Abbey's Pinto Bean Sludge
From enfascination
From Orion, July/August 2006
Victoria McCabe 19 May 1973
Dear Victoria, Herewith my bit for your cookbook. This recipe is not original but a variation on an old (perhaps Ancient) Southwestern dish. It has also been a favorite of mine and was for many years the staple, the sole staple, of my personal nutrition program. (I am six feet three and weigh 190 pounds, sober.)
I call it Hardcase Pinto Bean Sludge.
- Take one fifty-pound sack Colorado pinto beans. Remove stones, cockleburrs, horseshit, ants, lizards, etc. Wash in clear cold crick water. Soak for twenty-fours in iron kettle or earthenware cooking pot. (DO NOT USE TEFLON, ALUMINUM OR PYREX CONTAINER. THIS WARNING CANNOT BE OVESTRESSED.)

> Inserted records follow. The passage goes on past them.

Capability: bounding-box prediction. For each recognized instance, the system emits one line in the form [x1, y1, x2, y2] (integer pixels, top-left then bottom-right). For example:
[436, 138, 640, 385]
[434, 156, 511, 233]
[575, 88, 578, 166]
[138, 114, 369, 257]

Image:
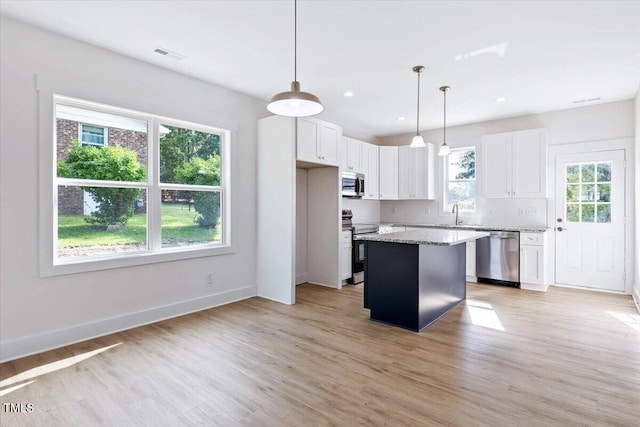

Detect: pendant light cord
[442, 89, 447, 144]
[293, 0, 298, 81]
[416, 71, 422, 135]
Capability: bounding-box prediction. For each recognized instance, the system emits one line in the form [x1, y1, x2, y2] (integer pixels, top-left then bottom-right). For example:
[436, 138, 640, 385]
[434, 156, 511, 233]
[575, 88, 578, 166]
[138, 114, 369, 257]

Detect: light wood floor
[0, 284, 640, 426]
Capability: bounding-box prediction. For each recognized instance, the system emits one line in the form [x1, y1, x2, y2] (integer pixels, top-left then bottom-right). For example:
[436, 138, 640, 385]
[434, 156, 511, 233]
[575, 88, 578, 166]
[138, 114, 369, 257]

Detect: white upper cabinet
[481, 129, 547, 198]
[340, 136, 365, 173]
[398, 143, 435, 199]
[296, 117, 342, 166]
[378, 147, 398, 200]
[361, 142, 380, 200]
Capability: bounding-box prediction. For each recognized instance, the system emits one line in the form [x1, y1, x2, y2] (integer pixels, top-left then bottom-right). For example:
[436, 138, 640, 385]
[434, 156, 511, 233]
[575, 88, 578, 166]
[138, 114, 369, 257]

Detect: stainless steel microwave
[342, 172, 364, 198]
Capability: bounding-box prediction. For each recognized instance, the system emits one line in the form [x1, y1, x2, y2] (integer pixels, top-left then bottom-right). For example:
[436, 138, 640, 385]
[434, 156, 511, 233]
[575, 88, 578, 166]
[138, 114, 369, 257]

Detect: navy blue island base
[364, 241, 466, 332]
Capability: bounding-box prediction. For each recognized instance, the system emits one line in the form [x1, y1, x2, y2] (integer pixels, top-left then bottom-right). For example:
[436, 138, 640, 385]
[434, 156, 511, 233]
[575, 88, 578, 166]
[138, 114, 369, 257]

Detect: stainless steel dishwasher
[476, 231, 520, 288]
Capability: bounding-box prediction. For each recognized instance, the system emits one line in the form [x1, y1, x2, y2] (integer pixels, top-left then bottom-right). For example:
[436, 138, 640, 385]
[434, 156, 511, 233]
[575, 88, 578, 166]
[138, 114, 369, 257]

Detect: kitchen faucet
[451, 203, 462, 225]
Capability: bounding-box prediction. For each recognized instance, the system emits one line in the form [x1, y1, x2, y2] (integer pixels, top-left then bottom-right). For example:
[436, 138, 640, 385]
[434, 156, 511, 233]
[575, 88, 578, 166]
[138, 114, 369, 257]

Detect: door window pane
[582, 163, 595, 182]
[565, 162, 611, 223]
[598, 184, 611, 202]
[567, 165, 580, 182]
[598, 163, 611, 182]
[581, 203, 595, 222]
[580, 184, 595, 202]
[598, 205, 611, 223]
[567, 184, 580, 203]
[567, 204, 580, 222]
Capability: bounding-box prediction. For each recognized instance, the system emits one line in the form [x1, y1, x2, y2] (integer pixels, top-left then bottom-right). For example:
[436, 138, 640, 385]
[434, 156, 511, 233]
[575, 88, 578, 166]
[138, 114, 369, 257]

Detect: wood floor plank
[0, 284, 640, 426]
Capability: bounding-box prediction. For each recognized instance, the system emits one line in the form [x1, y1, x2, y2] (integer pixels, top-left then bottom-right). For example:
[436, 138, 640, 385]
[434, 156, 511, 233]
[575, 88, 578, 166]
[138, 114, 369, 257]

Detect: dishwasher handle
[489, 231, 520, 240]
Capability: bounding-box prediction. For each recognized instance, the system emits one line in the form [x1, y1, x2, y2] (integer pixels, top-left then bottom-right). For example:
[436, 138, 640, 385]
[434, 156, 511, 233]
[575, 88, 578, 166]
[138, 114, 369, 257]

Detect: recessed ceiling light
[153, 46, 184, 61]
[573, 98, 602, 104]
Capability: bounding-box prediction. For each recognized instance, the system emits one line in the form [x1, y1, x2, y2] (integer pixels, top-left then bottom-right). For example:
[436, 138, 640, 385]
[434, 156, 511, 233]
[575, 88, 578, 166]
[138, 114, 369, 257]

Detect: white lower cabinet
[466, 240, 478, 282]
[340, 230, 352, 280]
[520, 233, 547, 291]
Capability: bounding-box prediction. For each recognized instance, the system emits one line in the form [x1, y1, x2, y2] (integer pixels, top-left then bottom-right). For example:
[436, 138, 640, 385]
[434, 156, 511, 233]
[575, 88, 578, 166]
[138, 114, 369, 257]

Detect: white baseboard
[307, 282, 342, 289]
[520, 282, 549, 292]
[296, 273, 307, 286]
[0, 285, 257, 362]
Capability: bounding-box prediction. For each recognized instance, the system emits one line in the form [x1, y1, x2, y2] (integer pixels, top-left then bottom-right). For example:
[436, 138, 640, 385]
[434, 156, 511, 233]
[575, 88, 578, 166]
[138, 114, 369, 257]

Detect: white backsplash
[380, 198, 548, 227]
[342, 197, 380, 223]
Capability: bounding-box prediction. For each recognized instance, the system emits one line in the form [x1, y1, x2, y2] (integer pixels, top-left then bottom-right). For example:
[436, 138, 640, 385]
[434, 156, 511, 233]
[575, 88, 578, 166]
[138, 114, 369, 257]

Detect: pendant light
[438, 86, 451, 156]
[409, 65, 426, 148]
[267, 0, 324, 117]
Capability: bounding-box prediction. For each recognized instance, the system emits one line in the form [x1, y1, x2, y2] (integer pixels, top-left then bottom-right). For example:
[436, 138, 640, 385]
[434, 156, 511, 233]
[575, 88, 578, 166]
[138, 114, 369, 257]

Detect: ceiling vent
[153, 46, 184, 61]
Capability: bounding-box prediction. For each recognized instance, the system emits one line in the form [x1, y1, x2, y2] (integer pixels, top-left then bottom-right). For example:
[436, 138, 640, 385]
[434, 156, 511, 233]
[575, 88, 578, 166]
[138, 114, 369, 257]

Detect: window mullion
[147, 118, 162, 250]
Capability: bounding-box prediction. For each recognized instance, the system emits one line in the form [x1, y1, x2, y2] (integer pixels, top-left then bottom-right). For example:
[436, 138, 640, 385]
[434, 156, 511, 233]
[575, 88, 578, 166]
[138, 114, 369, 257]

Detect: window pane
[567, 204, 580, 222]
[81, 125, 105, 145]
[598, 205, 611, 222]
[567, 165, 580, 182]
[567, 184, 580, 202]
[598, 184, 611, 202]
[447, 181, 476, 212]
[160, 124, 220, 186]
[56, 104, 148, 182]
[598, 163, 611, 182]
[582, 163, 595, 182]
[580, 184, 595, 202]
[581, 203, 595, 222]
[57, 186, 147, 259]
[161, 189, 222, 248]
[448, 149, 476, 180]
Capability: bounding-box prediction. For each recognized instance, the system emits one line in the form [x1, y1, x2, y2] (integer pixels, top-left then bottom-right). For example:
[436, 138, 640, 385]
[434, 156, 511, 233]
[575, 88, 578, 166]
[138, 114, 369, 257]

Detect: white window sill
[40, 245, 235, 277]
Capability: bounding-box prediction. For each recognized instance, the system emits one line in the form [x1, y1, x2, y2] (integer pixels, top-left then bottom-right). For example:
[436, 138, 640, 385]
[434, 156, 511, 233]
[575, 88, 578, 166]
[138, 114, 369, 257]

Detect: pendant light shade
[409, 65, 426, 148]
[438, 86, 451, 156]
[267, 81, 324, 117]
[267, 0, 324, 117]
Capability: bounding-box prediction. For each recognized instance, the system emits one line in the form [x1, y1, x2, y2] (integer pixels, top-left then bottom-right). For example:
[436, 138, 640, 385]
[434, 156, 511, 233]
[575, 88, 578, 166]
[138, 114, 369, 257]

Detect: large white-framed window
[443, 147, 476, 212]
[49, 95, 231, 275]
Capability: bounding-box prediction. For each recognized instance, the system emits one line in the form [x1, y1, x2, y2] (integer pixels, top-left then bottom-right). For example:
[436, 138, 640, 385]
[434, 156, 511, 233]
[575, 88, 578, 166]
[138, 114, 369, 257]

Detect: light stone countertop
[396, 223, 550, 233]
[355, 228, 489, 246]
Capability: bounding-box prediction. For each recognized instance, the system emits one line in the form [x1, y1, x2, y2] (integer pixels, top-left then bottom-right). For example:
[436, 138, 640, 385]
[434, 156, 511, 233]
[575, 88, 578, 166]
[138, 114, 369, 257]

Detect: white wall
[295, 168, 309, 285]
[342, 197, 380, 224]
[633, 88, 640, 311]
[0, 17, 266, 360]
[380, 100, 634, 226]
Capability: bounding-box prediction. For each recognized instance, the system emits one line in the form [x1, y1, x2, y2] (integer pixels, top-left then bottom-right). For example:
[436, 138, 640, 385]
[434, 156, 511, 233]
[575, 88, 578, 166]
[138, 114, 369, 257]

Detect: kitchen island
[357, 228, 489, 331]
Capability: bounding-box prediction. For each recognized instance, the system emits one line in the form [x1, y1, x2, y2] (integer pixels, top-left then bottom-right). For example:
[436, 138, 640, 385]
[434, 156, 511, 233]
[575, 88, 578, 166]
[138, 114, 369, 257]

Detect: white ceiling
[0, 0, 640, 136]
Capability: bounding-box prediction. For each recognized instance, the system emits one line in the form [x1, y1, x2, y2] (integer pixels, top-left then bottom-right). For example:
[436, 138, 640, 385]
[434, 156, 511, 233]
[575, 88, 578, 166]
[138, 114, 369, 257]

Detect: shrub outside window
[443, 147, 476, 212]
[53, 96, 229, 265]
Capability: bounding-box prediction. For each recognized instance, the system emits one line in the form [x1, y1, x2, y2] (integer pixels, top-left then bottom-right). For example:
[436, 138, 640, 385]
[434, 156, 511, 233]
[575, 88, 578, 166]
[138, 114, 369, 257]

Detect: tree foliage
[160, 125, 220, 184]
[175, 154, 220, 227]
[58, 140, 147, 225]
[456, 150, 476, 179]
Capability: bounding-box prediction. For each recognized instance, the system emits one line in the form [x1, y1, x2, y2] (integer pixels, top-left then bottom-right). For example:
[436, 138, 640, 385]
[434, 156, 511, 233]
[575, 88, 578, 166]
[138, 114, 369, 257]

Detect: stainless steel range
[352, 224, 378, 284]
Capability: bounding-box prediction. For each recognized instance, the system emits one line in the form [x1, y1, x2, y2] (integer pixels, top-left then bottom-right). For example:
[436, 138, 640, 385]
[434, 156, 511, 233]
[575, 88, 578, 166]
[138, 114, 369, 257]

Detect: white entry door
[555, 150, 625, 292]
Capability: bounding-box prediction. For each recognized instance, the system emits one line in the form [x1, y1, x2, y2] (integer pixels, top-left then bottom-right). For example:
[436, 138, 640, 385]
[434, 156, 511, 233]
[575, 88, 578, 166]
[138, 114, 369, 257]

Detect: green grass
[58, 203, 220, 248]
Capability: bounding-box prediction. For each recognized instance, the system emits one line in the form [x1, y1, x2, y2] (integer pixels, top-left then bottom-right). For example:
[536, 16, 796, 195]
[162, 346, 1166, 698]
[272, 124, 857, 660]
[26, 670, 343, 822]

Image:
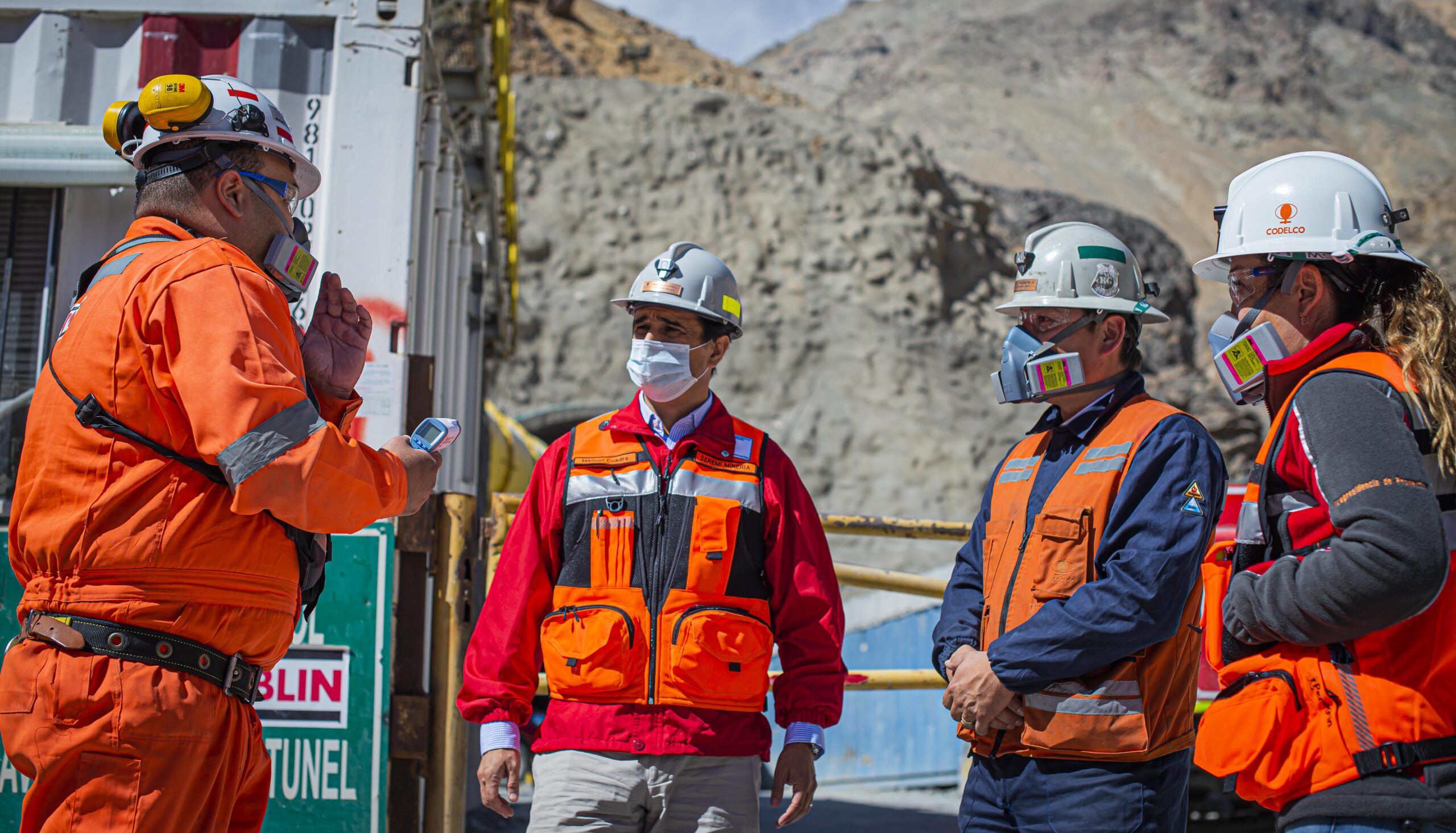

- Place kettle or pot with entire fifty lbs. of pinto beans on low fire and simmer for twenty-four hours. (DO NOT POUR OFF WATER IN WHICH BEANS HAVE BEEN IMMERSED. THIS IS IMPORTANT.) Fire must be of juniper, pinyon pine, mesquite or ironwood; other fuels tend to modify the subtle flavor and delicate aroma of Pinto Bean Sludge.
- DO NOT BOIL.
- STIR VIGOROUSLY FROM TIME TO TIME WITH WOODEN SPOON OR IRON LADLE. (Do not disregard these instructions.)